Projet « commun » du Maghreb de faire inscrire le couscous au patrimoine de l’humanité

Projet « commun » du Maghreb de faire inscrire le couscous au patrimoine de l’humanité

Des experts des pays du Maghreb vont étudier le projet « commun » de faire classer le couscous, spécialité culinaire d’Afrique du Nord, au patrimoine mondial de l’humanité de l’Unesco, a annoncé lundi le directeur du Centre algérien de recherches préhistoriques, anthropologiques et historiques (CNRPAH).

« Le dossier du classement du couscous en tant que patrimoine universel est un projet commun aux pays du Maghreb », a déclaré Slimane Hachi à l’agence de presse d’Etat algérienne APS.

« Son montage est en cours et des réunions d’experts de ces pays se tiendront prochainement », a-t-il ajouté, sans autres détails sur les dits experts ou sur les dates attendues des réunions.

Le couscous, dont la renommée a largement dépassé les frontières du Maghreb, est un sujet sensible dans la région.
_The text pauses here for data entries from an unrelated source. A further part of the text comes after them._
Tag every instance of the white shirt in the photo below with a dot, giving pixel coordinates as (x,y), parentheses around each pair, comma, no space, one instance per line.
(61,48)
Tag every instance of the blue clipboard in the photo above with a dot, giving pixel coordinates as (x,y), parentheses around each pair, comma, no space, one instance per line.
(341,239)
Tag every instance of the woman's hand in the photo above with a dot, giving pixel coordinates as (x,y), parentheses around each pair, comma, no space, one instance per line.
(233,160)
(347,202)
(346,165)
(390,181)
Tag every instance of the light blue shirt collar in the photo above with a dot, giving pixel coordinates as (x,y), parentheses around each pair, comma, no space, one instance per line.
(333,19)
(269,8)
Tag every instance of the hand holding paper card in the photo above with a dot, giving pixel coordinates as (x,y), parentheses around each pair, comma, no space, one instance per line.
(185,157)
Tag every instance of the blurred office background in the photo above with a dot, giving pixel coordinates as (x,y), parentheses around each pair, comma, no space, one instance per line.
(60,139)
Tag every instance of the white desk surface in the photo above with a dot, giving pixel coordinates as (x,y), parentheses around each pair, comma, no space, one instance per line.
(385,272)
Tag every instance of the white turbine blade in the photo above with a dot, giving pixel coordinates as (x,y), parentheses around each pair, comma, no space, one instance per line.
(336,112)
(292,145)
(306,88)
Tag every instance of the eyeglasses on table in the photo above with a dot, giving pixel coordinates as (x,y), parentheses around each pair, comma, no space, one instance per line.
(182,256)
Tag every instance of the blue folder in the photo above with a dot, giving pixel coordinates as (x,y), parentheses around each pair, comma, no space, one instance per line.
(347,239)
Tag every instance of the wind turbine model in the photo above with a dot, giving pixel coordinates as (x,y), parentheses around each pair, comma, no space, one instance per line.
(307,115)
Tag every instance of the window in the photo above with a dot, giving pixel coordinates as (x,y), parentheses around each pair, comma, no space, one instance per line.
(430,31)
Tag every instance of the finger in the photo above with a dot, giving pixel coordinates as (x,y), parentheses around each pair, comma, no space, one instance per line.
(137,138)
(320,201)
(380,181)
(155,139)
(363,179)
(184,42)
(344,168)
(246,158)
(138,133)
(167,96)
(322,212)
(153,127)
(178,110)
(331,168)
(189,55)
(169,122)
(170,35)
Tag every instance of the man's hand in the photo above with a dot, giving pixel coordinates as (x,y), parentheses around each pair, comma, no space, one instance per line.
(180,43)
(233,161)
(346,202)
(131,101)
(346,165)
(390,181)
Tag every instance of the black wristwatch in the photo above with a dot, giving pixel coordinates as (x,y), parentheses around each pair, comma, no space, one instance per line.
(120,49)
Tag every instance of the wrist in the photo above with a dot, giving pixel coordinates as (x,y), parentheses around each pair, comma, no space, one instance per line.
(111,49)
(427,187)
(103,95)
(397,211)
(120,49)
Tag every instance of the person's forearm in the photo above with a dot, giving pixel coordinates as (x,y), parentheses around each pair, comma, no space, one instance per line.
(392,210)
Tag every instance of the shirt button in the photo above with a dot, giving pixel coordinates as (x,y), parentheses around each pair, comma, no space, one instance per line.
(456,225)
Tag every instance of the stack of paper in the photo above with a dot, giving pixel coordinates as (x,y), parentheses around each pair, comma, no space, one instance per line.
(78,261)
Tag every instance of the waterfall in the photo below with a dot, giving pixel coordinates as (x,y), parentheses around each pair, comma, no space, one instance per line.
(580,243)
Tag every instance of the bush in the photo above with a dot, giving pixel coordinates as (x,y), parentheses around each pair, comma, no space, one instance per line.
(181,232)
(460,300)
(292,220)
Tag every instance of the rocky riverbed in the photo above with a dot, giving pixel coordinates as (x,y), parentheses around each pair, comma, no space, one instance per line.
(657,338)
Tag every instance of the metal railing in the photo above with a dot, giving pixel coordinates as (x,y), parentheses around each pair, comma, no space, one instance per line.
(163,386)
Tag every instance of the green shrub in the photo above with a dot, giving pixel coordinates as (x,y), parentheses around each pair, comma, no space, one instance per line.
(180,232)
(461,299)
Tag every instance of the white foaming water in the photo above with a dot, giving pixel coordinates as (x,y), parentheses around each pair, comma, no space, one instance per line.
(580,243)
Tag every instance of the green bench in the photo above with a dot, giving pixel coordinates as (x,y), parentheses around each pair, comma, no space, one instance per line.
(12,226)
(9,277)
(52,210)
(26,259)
Algérie, Maroc et Tunisie revendiquent fermement être le berceau de ce plat à base de semoule de blé dur préparée avec de l’huile d’olive et accompagnée de légumes, d’épices, de viande ou de poisson.

En septembre 2016, l’annonce par l’Algérie de son intention de faire inscrire le raï (genre musical) et le couscous au patrimoine culturel immatériel de l’Unesco avait suscité l’ire du voisin marocain, grand rival politique, diplomatique et culturel.

Algérie et Maroc se disputent également la paternité de la culture « gnaoua », rendue en partie célèbre grâce à un festival à Essaouira (sud du Maroc) et dont le royaume chérifien a déposé une demande d’inscription sur la liste de l’Unesco.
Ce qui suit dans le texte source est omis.